I bambini a cui è stato iniettato il vaccino Pandemrix contro l’influenza suina hanno registrato nove volte più probabilità di sviluppare la narcolessia rispetto ai loro coetanei che non sono stati vaccinati. A diramare quest’informazione è stato uno studio preliminare dell’Istituto Nazionale per la Salute e del Welfare della Finlandia (THL).

Attualmente la spiegazione più probabile è che l’aumento della narcolessia sia l’effetto congiunto del vaccino e qualche altro fattore

ha spiegato il portavoce dell’istituto, il quale ha sottolineato che maggiori indagini sono necessarie per accertare questa teoria. Secondo i dati, i giovani di età compresa tra 4 e 19 anni hanno avuto un “aumento del rischio di ammalarsi di narcolessia” se vaccinati contro l’influenza suina con il Pandemrix. La Finlandia ha avviato un aggressivo programma di vaccinazione contro il virus H1N1 nel 2009, ma lo scorso agosto il THL ha consigliato di eliminare il Pandemrix fino a quando non avrebbero accertato le cause dell’epidemia di narcolessia nel Paese, specialmente tra i bambini. Anche l’Agenzia per la Medicina Europea ha avviato un’indagine in merito.
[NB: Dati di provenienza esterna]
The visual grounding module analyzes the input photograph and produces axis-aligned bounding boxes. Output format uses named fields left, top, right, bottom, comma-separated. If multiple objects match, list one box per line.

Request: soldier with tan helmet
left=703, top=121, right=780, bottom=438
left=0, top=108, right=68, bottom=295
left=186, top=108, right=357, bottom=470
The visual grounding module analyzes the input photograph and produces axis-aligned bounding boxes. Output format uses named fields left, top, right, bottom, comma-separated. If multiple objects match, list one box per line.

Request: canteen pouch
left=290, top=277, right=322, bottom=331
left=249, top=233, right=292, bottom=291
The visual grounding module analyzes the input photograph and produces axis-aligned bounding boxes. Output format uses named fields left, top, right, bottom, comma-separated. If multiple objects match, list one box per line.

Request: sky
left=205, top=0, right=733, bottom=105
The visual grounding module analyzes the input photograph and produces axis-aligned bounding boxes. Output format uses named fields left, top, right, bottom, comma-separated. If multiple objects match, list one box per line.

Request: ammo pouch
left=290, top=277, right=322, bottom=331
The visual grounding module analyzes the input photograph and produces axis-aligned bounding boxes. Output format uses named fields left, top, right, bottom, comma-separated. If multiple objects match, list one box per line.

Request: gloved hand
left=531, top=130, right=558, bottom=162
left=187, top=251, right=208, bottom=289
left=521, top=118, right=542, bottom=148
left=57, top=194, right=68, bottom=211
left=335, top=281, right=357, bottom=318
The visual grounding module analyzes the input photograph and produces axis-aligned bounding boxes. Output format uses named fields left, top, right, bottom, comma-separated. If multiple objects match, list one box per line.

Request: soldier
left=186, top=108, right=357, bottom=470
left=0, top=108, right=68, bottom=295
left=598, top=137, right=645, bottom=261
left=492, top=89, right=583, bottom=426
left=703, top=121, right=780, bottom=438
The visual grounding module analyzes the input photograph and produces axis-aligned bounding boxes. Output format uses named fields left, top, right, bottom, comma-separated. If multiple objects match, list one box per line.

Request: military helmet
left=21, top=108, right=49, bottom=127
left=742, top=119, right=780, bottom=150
La narcolessia è un disturbo del sonno che causa stanchezza estrema e spesso comporta un colpo di sonno profondo nel paziente, senza preavviso, anche nel mezzo di un’attività impegnativa. I medici in Finlandia, hanno registrato un aumento più del triplo dei casi di narcolessia durante la pandemia di suina. I dati ospedalieri mostrano che i nuovi casi di narcolessia tra i bambini in Finlandia sono passati da sette nel 2007 a 16 nel 2008 a 60 durante la pandemia di influenza suina nel 2009-2010.

Cinquantadue degli ultimi casi, o il 90%, si è verificato tra giovani che avevano ricevuto il vaccino Pandemrix, con la maggior parte dei pazienti che ha sviluppato i sintomi della narcolessia tra due e 10 settimane dopo essere stati vaccinati.

L’associazione osservata (con il vaccino) è talmente evidente che è improbabile che altri cosiddetti fattori di confondimento potrebbero spiegare completamente il fenomeno

ha aggiunto il THL, la cui relazione sarà completata e pubblicata entro il 31 agosto 2011.